While thinking about this, and other related threads, it occurred to me that maybe I’ve been going about this all wrong. Maybe I shouldn’t be so hung up on ID and other information being correct and of good quality in iNat. To some extent, it’s like swimming against the current (not to say banging my head against a brick wall).
It occurs to me that instead of continuing to struggle with all the shortcomings of the iNat system/culture so that I can download ‘clean’ observation data to my database, a more efficient approach might be to not interact with observations on iNat at all. I could simply download the observations in whatever state they are in and then filter out probable duplicates, observations from nuisance observers, etc etc. Once I have skimmed the cream as it were, I can then look at the observations and where necessary, I can replace the iNat data with the correct IDs, annotations, etc. This would probably be faster than what I’m doing now, and would certainly be less frustrating. It would mean that there will likely be a lot more incorrect IDs on iNat (for my region and taxon of interest), but why should I lose any sleep over that?
As is the case with museum records including those in GBIF, researchers are already aware of pitfalls of erroneous identifications. Many of which relate to recent taxonomic changes based on recent (10 years or so) molecular research that impacts species names. This also applies to records such as bat calls (an in some cases Merlin for birds) that IDs may be incorrect based on the algorithms used (effectively AI) for suggesting identifications.
The problem extends much further. There’s also incorrect dates, incorrect location data, misattributions, etc. Taxonomic swaps are easy to manage. Splits, not so much (though those that are well defined geographically can probably be sorted out).

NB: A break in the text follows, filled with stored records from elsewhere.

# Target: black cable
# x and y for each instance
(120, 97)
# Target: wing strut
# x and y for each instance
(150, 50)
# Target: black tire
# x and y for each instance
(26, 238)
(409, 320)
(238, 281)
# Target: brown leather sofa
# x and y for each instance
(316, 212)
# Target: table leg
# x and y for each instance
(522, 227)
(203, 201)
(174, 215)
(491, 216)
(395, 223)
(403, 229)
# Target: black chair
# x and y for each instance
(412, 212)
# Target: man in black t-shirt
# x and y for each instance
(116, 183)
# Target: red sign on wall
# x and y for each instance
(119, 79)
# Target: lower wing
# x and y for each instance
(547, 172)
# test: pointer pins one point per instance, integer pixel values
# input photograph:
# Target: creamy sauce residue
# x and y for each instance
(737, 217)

During a recent long, contentious form thread on accuracy circles (uncertainties) we found at least two ways that huge accuracy circles can be added accidentally to observations that actually have reasonably precise latilongs. I suspect most of these huge uncertainties are accidents. Therefore I tend to believe the latilongs unless there’s some additional good reason not to. You can choose to include or exclude such observations from your work, of course. The thing is, nobody should be excluding them from my work except me.

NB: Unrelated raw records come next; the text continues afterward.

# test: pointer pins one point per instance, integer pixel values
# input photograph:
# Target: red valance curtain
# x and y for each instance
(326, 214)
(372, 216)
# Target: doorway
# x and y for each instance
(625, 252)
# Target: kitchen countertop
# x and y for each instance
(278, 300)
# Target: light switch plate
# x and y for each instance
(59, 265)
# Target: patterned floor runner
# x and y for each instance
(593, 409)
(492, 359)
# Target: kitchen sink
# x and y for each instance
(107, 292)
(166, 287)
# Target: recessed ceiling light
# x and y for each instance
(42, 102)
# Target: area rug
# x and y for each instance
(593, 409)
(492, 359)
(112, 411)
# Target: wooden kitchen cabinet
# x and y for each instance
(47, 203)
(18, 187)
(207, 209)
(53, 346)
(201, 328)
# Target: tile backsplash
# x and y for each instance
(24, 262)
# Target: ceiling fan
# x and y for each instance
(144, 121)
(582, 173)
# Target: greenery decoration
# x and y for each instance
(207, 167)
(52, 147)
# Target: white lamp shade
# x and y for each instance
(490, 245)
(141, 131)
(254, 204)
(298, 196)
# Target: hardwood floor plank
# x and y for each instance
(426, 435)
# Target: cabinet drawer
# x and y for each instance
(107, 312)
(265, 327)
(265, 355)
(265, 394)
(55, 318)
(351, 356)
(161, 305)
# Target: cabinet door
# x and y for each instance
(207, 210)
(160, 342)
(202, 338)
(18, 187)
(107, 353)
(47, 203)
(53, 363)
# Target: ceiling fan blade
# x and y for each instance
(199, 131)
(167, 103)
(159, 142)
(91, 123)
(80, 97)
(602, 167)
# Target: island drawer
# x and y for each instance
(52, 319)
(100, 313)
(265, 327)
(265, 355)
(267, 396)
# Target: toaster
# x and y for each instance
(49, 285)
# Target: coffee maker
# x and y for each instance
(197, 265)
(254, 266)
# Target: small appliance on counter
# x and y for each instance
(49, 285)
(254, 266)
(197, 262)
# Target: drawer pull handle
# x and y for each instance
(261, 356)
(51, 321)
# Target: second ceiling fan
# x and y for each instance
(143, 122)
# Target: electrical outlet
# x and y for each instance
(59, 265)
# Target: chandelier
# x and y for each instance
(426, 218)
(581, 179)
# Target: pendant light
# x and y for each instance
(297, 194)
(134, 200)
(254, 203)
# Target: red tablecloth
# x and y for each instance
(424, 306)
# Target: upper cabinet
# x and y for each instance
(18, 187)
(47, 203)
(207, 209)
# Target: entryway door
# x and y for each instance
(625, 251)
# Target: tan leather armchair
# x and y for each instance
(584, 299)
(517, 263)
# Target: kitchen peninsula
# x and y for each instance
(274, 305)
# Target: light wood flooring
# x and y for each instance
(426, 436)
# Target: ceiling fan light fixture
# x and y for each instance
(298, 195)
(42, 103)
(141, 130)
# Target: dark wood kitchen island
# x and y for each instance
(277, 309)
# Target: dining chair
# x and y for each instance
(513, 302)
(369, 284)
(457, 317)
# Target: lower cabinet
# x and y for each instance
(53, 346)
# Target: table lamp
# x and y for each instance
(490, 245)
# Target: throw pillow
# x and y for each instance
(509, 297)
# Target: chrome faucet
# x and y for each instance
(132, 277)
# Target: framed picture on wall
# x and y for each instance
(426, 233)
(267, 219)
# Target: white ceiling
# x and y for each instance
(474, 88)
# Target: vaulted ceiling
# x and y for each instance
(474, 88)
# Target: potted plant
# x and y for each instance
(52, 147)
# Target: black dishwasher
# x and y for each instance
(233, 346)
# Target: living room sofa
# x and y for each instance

I am one of those fascinated by geographic outliers. They’re always a surprise and we don’t know what will happen with them. Consider two conspecific European grasses, Brachypodium distachyon and B. sylvaticum. Brachypodium distachyon turned up a few times in the early 1900’s in the Portland, Oregon, area and at least once further south in the state. It might have been poised to become yet another abundant weedy annual grass – but it didn’t. It disappeared. Trivial. Dots not needed on maps. (It has become common in California now and is headed north; we’ll see it again, but it was missing for decades.) In the 1960’s, B. syvaticum was found in the Corvallis, Oregon, area, an escape from cultivation. Interesting. Trivial. Ignored. However, in the mid-1990’s this grass was found to form extensive populations in some of our forests. It formed monocultures in some swales and was scattered in the closed-canopy forest where it seemed trivial – until one realized that one wasn’t seeing the native forest grasses that should have been scattered in those forests. Brachypodium sylvaticum had become a serious weed and by the time it was rediscovered it was too widespread and too abundant to be controlled.

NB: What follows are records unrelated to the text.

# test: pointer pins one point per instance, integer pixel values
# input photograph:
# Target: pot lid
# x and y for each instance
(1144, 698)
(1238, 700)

My point is, we don’t know what will come of the geographic outliers. We don’t know which are “important” and which aren’t. We should be recording them, I think. Of course, that leads to a scattering of dots that have to be dealt with by researchers using the data. If they’re real, though, that’s data researchers should be dealing with. If they’re not, that’s an ID problem, not a reason to banish observations into Casual.
Then iNat should address these problems in their code.
Given your strong feelings, I would suggest submitting a feature request for this or working with someone to develop the code for iNat to use.
I’m not sure this is possible, given that they involve human error. But if the problem can be solved with code, I’m all for it.
That’s the rub. How do you know when they are real, and not the result of some kind of error? I would say that when I investigate temporal/geographic anomalies in various databases (observations which others have accepted at face value), I’ve found that most of them are the result of some kind of data entry/transcription error. Occasionally, it’s an ID error. The most common error is flipping month and day from a specimen label. That happens ALL THE TIME (because generally, they hire students to do the data entry and what do they care?). Another error that happens a lot with historical observations (where there is no lat/long - just a place name) is that back in the depths of time, somebody used an obscure/ambiguous place name that is easily mis-interpreted today. I run into this a lot, and even with the benefit of the internet (as well as a large database of previously georeferenced observations), it can be tough to track down where some observations were actually made. In other cases, the precise error is unknown. I have contacted institutions, asking for clarification about a specimen of species X collected on date Y by collector Z and they tell me they have no specimen that in any way resembles that combination of criteria. I can only conclude that something must have gone wrong somewhere along the way and mark the observation as bogus.
As I said, I rarely do anything that makes an observation go casual, though I’m often tempted. Mostly, I don’t because I don’t want to be bothered with potential blowback, and I have some way - however inconvenient - of keeping the observation in question out of my database. But I can certainly sympathize with those who do risk the blowback (much more than I sympathize with those who would criticize them as busybodies).
If you are genuinely concerned that there are observations that unjustly end up “casual” maybe we need a better way for people who are doing IDs to sort/filter/mark observations. Currently, we have a few tools that work well, augmented by a bunch of inconvenient kludges. Maybe iNat needs to provide better tools.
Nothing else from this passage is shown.